When I initiated WhereHows project project in 2013 at LinkedIn, we had at least 3 orchestration engines - Azkaban, Appworx (UC4) & Informatica. Then data moved through HDFS into MPP database with some of the heavy lifting ETL happening in Java map-reduce, Pig and finally Teradata SQL (final aggregation) ending up with reports using MicroStrategy and Tableau.
I give the example of Google Map - it is a wonderful application not just because it helps me to get from a source (one data entity) to a destination (another data entity) but can superimpose nearby coffee shops with ratings when I need to wait somewhere. Often bare backbone data lineage may not be able to answer all questions. What I noticed at LinkedIn, data lineage mashed with process lineage (which pipelines / tasks where involved in the transformations, pattern of data volume that they carry everyday) provide interesting insights for support, operational excellence, initial troubleshooting etc
We kept extending this notion to source code repository because we needed to know the code owners, who made latest changes etc. To complicate the scenario, some metadata producers like UC4, Informatica were very proprietary in nature - so yes, it was a very large, complex and fragile data integration project and we needed to remember breakage anywhere would make the lineage graph unusable.
I like Kendall Willets' comment "the data catalog brings out the inner bureaucrat in all of us"... A data catalog can no longer just be internal wikidata (although documentation is still an important aspect of data governance)... I am co-founder of DAWIZZ, a company that publishes 'MyDataCatalogue' a data catalog which finally after 6 years has become more of a data discovery platform in structured data sources (databases, APIs, . . .) and in unstructured data sources (files, messaging, . . .). We usually say that we create additional metadata from the data itself
We have a project like this currently, and it gives me a very vintage feel, like the data dictionaries of yesteryear. It offers all the accuracy and freshness of software documentation, and it's bringing out the inner bureaucrat in all of us (or at least our data architecture group).

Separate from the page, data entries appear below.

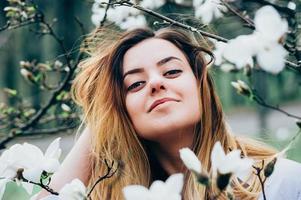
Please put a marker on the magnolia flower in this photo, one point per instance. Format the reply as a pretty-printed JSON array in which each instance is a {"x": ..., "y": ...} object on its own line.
[
  {"x": 29, "y": 161},
  {"x": 98, "y": 12},
  {"x": 239, "y": 51},
  {"x": 197, "y": 3},
  {"x": 230, "y": 163},
  {"x": 209, "y": 10},
  {"x": 159, "y": 190},
  {"x": 268, "y": 23},
  {"x": 263, "y": 43},
  {"x": 133, "y": 22},
  {"x": 190, "y": 160}
]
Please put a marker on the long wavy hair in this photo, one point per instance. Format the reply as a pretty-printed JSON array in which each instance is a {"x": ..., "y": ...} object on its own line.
[{"x": 98, "y": 89}]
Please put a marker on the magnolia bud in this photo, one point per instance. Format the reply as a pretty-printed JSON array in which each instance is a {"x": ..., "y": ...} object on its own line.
[
  {"x": 242, "y": 88},
  {"x": 223, "y": 180},
  {"x": 65, "y": 107},
  {"x": 268, "y": 170},
  {"x": 27, "y": 75},
  {"x": 203, "y": 179},
  {"x": 299, "y": 124}
]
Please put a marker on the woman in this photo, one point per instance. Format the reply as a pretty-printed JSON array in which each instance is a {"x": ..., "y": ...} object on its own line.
[{"x": 144, "y": 96}]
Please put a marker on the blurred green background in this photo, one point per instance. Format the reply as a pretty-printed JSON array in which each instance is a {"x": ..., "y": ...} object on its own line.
[{"x": 245, "y": 117}]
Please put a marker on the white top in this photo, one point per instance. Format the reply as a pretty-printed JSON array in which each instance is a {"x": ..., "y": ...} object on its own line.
[{"x": 285, "y": 181}]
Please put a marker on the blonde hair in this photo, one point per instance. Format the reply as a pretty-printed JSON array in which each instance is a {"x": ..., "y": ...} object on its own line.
[{"x": 99, "y": 90}]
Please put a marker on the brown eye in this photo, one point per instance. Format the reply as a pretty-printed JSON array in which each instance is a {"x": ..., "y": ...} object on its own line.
[
  {"x": 135, "y": 85},
  {"x": 173, "y": 73}
]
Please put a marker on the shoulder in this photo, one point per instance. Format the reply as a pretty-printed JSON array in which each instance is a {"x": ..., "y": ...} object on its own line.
[{"x": 285, "y": 182}]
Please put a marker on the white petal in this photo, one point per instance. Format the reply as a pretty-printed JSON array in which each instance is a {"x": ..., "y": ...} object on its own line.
[
  {"x": 197, "y": 3},
  {"x": 218, "y": 52},
  {"x": 230, "y": 162},
  {"x": 51, "y": 165},
  {"x": 3, "y": 183},
  {"x": 52, "y": 197},
  {"x": 272, "y": 58},
  {"x": 28, "y": 187},
  {"x": 175, "y": 183},
  {"x": 240, "y": 50},
  {"x": 244, "y": 169},
  {"x": 217, "y": 156},
  {"x": 269, "y": 23},
  {"x": 75, "y": 190},
  {"x": 190, "y": 160},
  {"x": 135, "y": 192},
  {"x": 53, "y": 150},
  {"x": 133, "y": 22},
  {"x": 33, "y": 174}
]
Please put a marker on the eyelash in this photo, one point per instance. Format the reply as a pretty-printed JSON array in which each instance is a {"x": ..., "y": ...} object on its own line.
[{"x": 137, "y": 84}]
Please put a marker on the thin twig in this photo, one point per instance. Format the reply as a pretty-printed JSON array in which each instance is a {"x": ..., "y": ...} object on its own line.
[
  {"x": 109, "y": 174},
  {"x": 258, "y": 171},
  {"x": 261, "y": 102}
]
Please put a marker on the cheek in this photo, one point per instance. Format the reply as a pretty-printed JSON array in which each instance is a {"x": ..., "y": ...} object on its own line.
[{"x": 134, "y": 106}]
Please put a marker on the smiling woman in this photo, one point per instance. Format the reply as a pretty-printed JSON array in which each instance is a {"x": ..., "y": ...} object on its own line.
[{"x": 145, "y": 96}]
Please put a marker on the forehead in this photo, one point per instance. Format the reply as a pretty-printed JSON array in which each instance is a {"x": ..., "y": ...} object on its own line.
[{"x": 150, "y": 51}]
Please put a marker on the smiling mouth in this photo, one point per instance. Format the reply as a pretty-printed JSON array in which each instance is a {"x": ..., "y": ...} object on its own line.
[{"x": 159, "y": 102}]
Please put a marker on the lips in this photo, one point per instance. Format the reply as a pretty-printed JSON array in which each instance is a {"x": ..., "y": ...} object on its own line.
[{"x": 160, "y": 101}]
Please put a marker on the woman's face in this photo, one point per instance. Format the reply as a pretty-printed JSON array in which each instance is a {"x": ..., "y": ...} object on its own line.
[{"x": 161, "y": 89}]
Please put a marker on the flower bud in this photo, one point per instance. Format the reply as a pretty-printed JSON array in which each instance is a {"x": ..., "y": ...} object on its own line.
[
  {"x": 223, "y": 180},
  {"x": 268, "y": 170},
  {"x": 242, "y": 88},
  {"x": 299, "y": 124},
  {"x": 203, "y": 179}
]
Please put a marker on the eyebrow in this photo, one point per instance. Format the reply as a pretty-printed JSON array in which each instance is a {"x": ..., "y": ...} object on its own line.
[{"x": 159, "y": 63}]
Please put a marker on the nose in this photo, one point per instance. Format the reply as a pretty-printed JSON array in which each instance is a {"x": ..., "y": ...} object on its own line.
[{"x": 156, "y": 84}]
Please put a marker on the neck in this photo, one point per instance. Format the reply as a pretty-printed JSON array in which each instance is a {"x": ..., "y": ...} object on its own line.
[{"x": 166, "y": 150}]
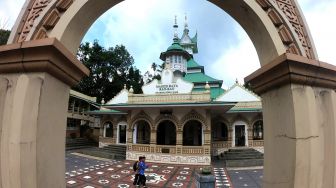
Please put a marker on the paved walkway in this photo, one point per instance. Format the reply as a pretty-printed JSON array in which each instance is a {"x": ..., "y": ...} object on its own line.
[{"x": 90, "y": 172}]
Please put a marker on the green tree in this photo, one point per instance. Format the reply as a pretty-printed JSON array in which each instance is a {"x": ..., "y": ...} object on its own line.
[
  {"x": 154, "y": 73},
  {"x": 4, "y": 35},
  {"x": 110, "y": 69}
]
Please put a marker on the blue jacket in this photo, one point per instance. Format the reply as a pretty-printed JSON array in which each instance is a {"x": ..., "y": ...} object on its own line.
[{"x": 142, "y": 167}]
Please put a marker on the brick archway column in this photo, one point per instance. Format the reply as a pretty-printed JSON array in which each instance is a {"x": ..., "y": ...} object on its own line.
[
  {"x": 299, "y": 110},
  {"x": 35, "y": 80}
]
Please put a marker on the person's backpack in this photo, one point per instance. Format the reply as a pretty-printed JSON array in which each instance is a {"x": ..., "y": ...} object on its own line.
[{"x": 135, "y": 166}]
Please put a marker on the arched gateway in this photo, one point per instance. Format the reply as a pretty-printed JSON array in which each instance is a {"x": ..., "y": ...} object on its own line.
[{"x": 39, "y": 66}]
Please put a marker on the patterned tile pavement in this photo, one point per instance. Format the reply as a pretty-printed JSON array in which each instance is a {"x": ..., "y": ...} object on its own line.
[
  {"x": 251, "y": 178},
  {"x": 87, "y": 172}
]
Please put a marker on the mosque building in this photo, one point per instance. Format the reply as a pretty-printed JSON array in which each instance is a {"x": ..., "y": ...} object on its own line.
[{"x": 184, "y": 118}]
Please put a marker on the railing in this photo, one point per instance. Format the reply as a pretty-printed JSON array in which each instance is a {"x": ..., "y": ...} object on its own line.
[
  {"x": 258, "y": 143},
  {"x": 165, "y": 149},
  {"x": 190, "y": 150},
  {"x": 160, "y": 98},
  {"x": 141, "y": 148}
]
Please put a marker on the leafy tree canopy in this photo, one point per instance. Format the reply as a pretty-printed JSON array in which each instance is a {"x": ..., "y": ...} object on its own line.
[
  {"x": 110, "y": 69},
  {"x": 4, "y": 35},
  {"x": 154, "y": 73}
]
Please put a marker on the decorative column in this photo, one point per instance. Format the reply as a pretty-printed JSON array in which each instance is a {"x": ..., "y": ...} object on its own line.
[
  {"x": 299, "y": 110},
  {"x": 153, "y": 137},
  {"x": 250, "y": 134},
  {"x": 207, "y": 134},
  {"x": 179, "y": 140},
  {"x": 35, "y": 80},
  {"x": 115, "y": 132},
  {"x": 230, "y": 132}
]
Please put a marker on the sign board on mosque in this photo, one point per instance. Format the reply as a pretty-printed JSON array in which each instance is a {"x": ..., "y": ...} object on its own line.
[
  {"x": 168, "y": 85},
  {"x": 167, "y": 88}
]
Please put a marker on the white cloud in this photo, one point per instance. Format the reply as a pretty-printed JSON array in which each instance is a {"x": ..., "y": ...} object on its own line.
[
  {"x": 237, "y": 61},
  {"x": 320, "y": 17}
]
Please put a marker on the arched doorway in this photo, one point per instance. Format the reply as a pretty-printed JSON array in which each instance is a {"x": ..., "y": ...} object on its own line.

One difference that newer analytics stacks have is that they're often the primary store for event data; there's a tight loop with the product manager or analyst defining the events, devs deploying instrumentation to collect them, and the PM consuming them in the analytics store. The meaning and validity of the data changes very quickly in this situation, but it's easy to evolve if the cost of releasing and measuring is minimized.
I would bet a catalog would be out of date at least 95% of the time in this environment, for a number of reasons. For one instrumentation is often wrong; it has to be tested and debugged just to match the design. It also goes obsolete without being removed; it's a small tech debt that's often worth ignoring. And lastly, frequent releases are unlikely to be coordinated with catalog updates.
Data catalogs (or lineage, metadata, and definition) are most useful when generated automatically. +1 to the idea of adding catalog integration and identification features into existing tools, focused on:
1) who owns it
2) what does it do
3) does it depend on anything else
I still question myself each day when I chase Data Catalogs or the idea of selling it to the customers. Data Catalogs as a concept is complex for modern stack, one should only extract inspiration to draw metadata for modern stack and Contracts have no doubt proved effective tool, yet there is no solution for drawing those contracts quickly with existing pipelines, would love to be corrected here!!
Data Catalogs never delivered on their promise. It's time for them to go the way of the dinosaur.
I think it depends what is the usage intended. For analyst to find "interesting" tables.. - hard.
For system owners and de to manage and govern the eco system (who owns what.. lineage/dependencies.. etc..) - very important and does the job.